Back when we created this layout, ingest nodes did not exist, so these nodes managed security and acted as coordinating nodes. The reason we start with so many is redundancy and to ensure that in ingest scenarios that you have plenty of end points to spread your traffic across. There’s very little queueing on each coordinating node, so having multiple nodes to spread traffic to helps avoid the problem of a coordinating node backing up.
This also creates the opportunity in use cases where you want a dedicated endpoint for one part of your application to avoid congestion, while the rest of the application uses the other endpoints. Most Elasticsearch clients handle multiple endpoints out of the box, so the only configuration required on your end is dropping all of the client hostnames into your connection code.
Now, with the addition of ingest nodes in Elasticsearch 5.x, there are new ways to split up these clients. All client nodes are capable of accepting ingest pipelines and traffic, but you can only choose to point your application at a subset. This gives you a nice easy way of giving some dedicated horsepower to your ingest pipelines, while not bogging down the rest of your traffic.
How does this setup impact security?
One of the other advantages of this arrangement is that we’re able to keep all of the data on internal private networks. Only the client nodes and Kibana nodes are accessible from the public internet, AWS Direct Connect, or Rackspace ServiceNet. Both the Kibana and client nodes manage their own set of access control lists (ACLs) and user authentication to ensure that our service is secure at the edge. All of the data nodes and master nodes are isolated on private internal networks.

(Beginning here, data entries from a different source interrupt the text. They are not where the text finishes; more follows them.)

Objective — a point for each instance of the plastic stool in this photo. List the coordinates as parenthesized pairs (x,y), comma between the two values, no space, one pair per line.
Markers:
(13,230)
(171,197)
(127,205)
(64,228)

If you’ve read the whole blog, I applaud you and thank you for your time. The bottom line is that our goal at ObjectRocket is for everyone to have a fast, stable cluster that can scale. Elasticsearch has a lot of the tools to enable that baked in, but we’ve tweaked where we can, and that’s by putting together a cluster design that makes Elasticsearch and Kibana fly for you and scale easily as you grow. You focus on your app, we’ve got the data.